The rule of thumb that I use in these scenarios (i.e. those in which you want one input sequence to create multiple output sequences) is that of the following three desired properties, you can usually only have two:
- Efficiency (move the input sequence only once, thus not holding her head)
- Laziness (produce items only on demand)
- No general altered state
The version in clojure.core selects (1,3), but resets (2), producing the entire section at once. Python and Haskell choose (1,2), although this is not immediately obvious: Doesn't Haskell have a volatile state at all? Well, his lazy appreciation of everything (and not just sequence) means that all expressions are thunks that begin as clean slates and only get written when their meaning is needed; the span implementation, as you say, shares the same thunk span p xs' in both of its output sequences, so depending on what it needs, it first “sends” it to the result of another sequence, performing the action at the distance required to preserve other pleasant properties.
An alternative implementation of Clojure that you linked to choice (2,3), as you noted.
The problem is that for partition-by decreasing (1) or (2) means that you are holding the head of a certain sequence: either the input or one of the outputs. Therefore, if you need a solution in which you can process arbitrarily large sections of arbitrarily large input, you need to select (1,2). There are several ways to do this in Clojure:
- Take the Python approach: return something more like an iterator than seq-seqs, make stronger guarantees about non-mutation, and promise that you can safely pass them several times, etc. etc. If instead of a few seconds you return an iterator of iterators, then consuming elements from any iterator can freely mutate or nullify the other (s). This ensures that consumption occurs in order and that memory can be freed.

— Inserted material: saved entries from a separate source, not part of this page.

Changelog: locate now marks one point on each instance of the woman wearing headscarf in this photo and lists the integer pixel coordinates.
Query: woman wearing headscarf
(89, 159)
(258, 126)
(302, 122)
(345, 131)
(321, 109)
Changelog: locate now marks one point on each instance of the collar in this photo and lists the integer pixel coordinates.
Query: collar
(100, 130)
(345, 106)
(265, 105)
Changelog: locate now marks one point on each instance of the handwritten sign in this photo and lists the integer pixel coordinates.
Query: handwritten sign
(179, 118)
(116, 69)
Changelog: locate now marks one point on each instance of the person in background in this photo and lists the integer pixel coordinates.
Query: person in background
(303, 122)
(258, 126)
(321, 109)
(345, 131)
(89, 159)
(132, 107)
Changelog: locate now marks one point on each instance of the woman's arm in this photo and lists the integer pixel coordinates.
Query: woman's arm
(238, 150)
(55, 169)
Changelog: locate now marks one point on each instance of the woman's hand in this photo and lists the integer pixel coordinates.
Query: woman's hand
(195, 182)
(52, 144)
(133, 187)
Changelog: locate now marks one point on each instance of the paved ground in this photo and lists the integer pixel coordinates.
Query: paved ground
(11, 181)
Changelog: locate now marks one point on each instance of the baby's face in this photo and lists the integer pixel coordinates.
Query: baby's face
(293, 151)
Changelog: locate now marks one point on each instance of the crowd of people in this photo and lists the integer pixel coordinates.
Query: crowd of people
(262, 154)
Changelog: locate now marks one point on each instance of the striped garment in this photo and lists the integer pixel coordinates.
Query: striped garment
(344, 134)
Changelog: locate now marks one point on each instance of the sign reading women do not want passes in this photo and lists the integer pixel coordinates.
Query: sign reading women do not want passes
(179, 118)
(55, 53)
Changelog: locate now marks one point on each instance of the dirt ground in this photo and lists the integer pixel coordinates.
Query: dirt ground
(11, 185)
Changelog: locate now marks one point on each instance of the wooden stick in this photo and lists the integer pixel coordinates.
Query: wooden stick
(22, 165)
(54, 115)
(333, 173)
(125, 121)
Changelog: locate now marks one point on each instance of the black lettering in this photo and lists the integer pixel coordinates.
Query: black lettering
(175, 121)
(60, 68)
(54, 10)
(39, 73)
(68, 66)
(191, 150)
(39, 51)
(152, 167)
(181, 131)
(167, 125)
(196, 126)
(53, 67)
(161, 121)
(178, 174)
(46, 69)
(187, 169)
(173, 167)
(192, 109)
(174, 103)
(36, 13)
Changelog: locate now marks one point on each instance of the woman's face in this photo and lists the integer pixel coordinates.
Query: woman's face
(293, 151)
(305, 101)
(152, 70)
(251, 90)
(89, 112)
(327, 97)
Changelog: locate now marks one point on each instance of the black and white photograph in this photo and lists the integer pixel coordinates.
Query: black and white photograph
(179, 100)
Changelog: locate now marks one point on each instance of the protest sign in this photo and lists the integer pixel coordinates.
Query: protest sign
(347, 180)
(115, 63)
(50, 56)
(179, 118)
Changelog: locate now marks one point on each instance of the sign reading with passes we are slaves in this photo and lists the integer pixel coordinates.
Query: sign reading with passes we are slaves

- Take the Haskell approach: manually parse everything with a lot of
delay calls, and require the client to call force as many times as necessary to receive the data. This will be much uglier in Clojure and significantly increase the depth of your stack (using this on a non-trivial input will probably delete the stack), but it is theoretically possible. - Write something more Clojure-fragmented (but still quite unusual), having several mutable data objects that are coordinated between output sections, each of which is updated as needed when something is requested from any of them.

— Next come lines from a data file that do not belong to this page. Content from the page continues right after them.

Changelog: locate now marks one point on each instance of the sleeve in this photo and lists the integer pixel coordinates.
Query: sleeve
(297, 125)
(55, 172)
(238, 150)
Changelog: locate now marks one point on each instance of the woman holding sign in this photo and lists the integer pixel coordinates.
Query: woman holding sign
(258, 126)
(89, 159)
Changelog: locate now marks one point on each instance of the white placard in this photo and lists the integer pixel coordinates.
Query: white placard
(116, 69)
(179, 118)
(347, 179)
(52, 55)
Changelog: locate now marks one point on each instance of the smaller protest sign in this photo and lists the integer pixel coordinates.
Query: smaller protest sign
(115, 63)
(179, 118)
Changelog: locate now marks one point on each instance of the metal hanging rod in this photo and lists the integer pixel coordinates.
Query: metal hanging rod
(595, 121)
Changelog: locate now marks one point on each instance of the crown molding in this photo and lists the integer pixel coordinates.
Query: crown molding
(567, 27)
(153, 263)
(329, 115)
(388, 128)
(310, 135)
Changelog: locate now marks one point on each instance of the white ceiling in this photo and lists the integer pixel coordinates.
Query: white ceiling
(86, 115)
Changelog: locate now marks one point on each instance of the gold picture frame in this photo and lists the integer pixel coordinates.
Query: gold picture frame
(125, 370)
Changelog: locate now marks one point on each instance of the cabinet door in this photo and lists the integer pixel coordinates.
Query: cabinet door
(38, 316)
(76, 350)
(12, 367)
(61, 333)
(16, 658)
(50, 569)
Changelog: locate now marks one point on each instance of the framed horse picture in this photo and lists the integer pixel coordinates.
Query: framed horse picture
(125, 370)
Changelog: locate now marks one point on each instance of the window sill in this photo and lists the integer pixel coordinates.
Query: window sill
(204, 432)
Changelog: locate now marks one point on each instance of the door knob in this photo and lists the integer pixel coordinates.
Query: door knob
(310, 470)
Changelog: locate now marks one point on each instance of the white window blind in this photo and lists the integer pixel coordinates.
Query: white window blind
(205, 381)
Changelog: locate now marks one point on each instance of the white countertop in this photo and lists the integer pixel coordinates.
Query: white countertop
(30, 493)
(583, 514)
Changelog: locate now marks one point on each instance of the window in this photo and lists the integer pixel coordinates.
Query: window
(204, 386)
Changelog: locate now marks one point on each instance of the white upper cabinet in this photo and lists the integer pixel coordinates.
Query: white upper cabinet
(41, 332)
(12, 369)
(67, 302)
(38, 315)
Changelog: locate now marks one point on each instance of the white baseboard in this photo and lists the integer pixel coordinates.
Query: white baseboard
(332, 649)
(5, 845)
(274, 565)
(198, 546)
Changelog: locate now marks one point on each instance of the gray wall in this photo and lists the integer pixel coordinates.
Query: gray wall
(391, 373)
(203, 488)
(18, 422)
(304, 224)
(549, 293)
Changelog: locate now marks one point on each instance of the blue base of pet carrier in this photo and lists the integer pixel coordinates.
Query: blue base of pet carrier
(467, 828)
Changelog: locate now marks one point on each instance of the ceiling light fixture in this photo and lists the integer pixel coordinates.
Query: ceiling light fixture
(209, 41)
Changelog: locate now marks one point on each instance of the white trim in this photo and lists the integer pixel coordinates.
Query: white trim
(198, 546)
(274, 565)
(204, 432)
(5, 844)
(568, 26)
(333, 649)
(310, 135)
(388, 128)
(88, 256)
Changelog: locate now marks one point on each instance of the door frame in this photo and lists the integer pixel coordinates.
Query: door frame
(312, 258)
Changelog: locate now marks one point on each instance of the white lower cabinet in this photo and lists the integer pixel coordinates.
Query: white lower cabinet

I am sure that any of these three approaches is possible, but, frankly, they are all quite difficult and not quite natural. Clojure Sequence abstraction simply does not allow you to create the data structure that you need. My advice: if you need something like this, and the sections can be too large to fit comfortably, you just accept a slightly different format and do a little more accounting yourself: evade the dilemma (1,2,3) without creating multiple output sequentially!

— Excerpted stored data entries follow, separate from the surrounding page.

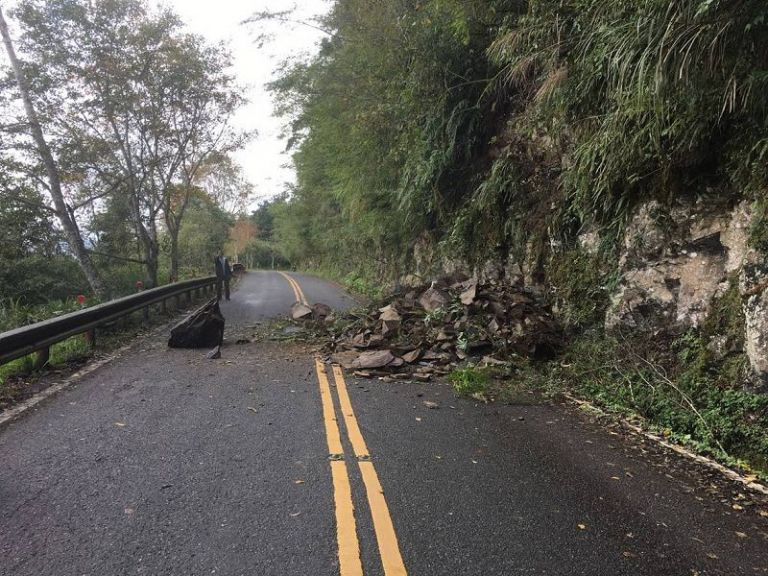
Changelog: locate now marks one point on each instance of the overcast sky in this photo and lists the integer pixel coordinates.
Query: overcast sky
(219, 20)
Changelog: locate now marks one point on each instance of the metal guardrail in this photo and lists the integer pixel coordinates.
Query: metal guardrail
(38, 337)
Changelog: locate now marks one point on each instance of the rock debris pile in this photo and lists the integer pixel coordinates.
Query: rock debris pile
(426, 331)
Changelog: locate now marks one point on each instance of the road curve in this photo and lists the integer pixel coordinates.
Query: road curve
(267, 462)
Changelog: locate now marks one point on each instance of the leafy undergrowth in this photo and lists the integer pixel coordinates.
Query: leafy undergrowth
(678, 387)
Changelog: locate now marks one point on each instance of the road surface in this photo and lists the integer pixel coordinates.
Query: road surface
(268, 462)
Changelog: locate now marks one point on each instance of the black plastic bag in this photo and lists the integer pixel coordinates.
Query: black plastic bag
(204, 328)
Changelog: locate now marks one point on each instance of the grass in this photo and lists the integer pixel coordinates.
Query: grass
(677, 387)
(19, 377)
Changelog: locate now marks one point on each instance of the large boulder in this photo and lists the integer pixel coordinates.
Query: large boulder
(673, 263)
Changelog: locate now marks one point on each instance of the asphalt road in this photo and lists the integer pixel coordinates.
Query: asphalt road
(165, 463)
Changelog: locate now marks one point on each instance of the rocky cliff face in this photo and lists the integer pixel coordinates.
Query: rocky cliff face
(674, 264)
(677, 261)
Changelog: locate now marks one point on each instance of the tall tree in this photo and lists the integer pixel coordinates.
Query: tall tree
(139, 102)
(63, 211)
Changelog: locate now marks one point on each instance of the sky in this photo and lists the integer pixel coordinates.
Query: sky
(264, 162)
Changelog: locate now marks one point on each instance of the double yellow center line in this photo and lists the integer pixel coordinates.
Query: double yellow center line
(297, 291)
(350, 563)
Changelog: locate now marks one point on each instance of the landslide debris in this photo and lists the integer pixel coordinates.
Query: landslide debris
(426, 331)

So, instead of ((2 4 6 8) (1 3 5) (10 12) (7)) , which is your output format for something like (partition-by even? [2 4 6 8 1 3 5 10 12 7]) , you can accept a slightly ugly format: ([::key true] 2 4 6 8 [::key false] 1 3 5 [::key true] 10 12 [::key false] 7) . It is not difficult to mine and difficult to consume, although it is a little longer and tiring to write out.
Here is one sensible implementation of a producing function:
(defn lazy-partition-by [f coll] (lazy-seq (when (seq coll) (let [x (first coll) k (fx)] (list* [::key k] x ((fn part [k xs] (lazy-seq (when (seq xs) (let [x (first xs) k' (fx)] (if (= k k') (cons x (part k (rest xs))) (list* [::key k'] x (part k' (rest xs)))))))) k (rest coll)))))))
And here's how to use it, first defining a general reduce-grouped that hides the details of the grouping format, and then an example count-partition-sizes function to display the key and size of each partition without storing any sequences in memory:
(defn reduce-grouped [f init groups] (loop [k nil, acc init, coll groups] (if (empty? coll) acc (if (and (coll? (first coll)) (= ::key (ffirst coll))) (recur (second (first coll)) acc (rest coll)) (recur k (fk acc (first coll)) (rest coll)))))) (defn count-partition-sizes [f coll] (reduce-grouped (fn [k acc _] (if (and (seq acc) (= k (first (peek acc)))) (conj (pop acc) (update-in (peek acc) [1] inc)) (conj acc [k 1]))) [] (lazy-partition-by f coll))) user> (lazy-partition-by even? [2 4 6 8 1 3 5 10 12 7]) ([:user/key true] 2 4 6 8 [:user/key false] 1 3 5 [:user/key true] 10 12 [:user/key false] 7) user> (count-partition-sizes even? [2 4 6 8 1 3 5 10 12 7]) [[true 4] [false 3] [true 2] [false 1]]
Change Looking at it again, I’m not sure that my reduce-grouped much more useful than (reduce f init (map g xs)) , since it does not really give you a clear indication when the key changes. Therefore, if you need to know when the group will change, you will need a smarter abstraction or use my original lazy-partition-by , with nothing to do with a “smart” wrap.